Fundamentals of Polynomials

Fundamentals of Polynomials
*Equation : 
    A statement of equality involving one or more variables is called an equation (or) An equation is a statement in which two algebraic expressions are equal.
    Ex : (i) 2x-4=6            (ii) x+2= 3y-4
*Linear equation :  
    An equation involving one variable with highest power 1, is called a linear equation in that variable.
    Ex : (i)  2x+5 =7           (ii) 4y = 2
*Solution of a linear equation : When the value of the variable satisfies the given equation then that value is called the solution (root) of the given equation.
*Rules for solving a Linear Equation : 
    Solving a linear equation involves isolating the variable on one side of the equation. Here are the general rules and steps to solve a linear equation:
Understand the Equation:
    Identify the variable(s) in the equation. Typically, a linear equation is in the form:
    ax+b=c, where a,b and c  are constants, and x is the variable.
Combine Like Terms:
    If there are like terms on either side of the equation, combine them. Like terms have the same variable and exponent.
Isolate the Variable:
    Perform operations to isolate the variable on one side of the equation. Use inverse operations to undo the operations present in the equation. Here are common operations and their inverses:
                    Addition and Subtraction:
                    Undo addition with subtraction and vice versa.
                    Multiplication and Division:
                    Undo multiplication with division and vice versa.
Perform Operations Symmetrically:
    Perform the same operation on both sides of the equation to maintain balance. The goal is to simplify the equation and isolate the variable.
Check Your Solution:
    After solving for the variable, substitute the solution back into the original equation to ensure that both sides are equal. If the equation holds true, then the solution is correct.

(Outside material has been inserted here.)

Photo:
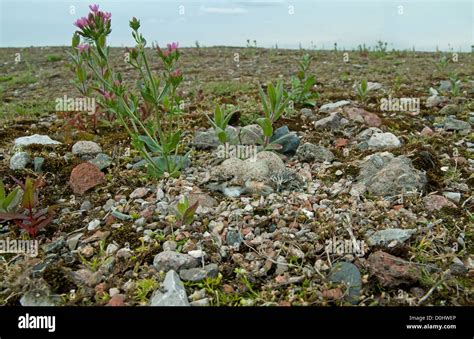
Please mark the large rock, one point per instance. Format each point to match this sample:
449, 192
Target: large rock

No Solution or Infinite Solutions:
    In some cases, a linear equation may have no solution or infinite solutions. This can happen when simplifying the equation leads to a statement that is always true (e.g., 0=0) or always false (e.g., 3=5)
Example
    Solve the equation 2x-5=11
    Add 5 to both sides: 2x =16.
    Divide by 2:x=8.
    Check the solution: 2(8)-5=16-5=11
    The equation holds true, so x=8 is the solution.
The equality of a linear equation is not changed, when 
     (1) the same number is added to both sides of the equation,
     (2) the same number is subtracted from both sides of the equation,
     (3) both sides of the equation are multiplied by the same non-zero number,
     (4) both sides of the equation are divided by the same non-zero number.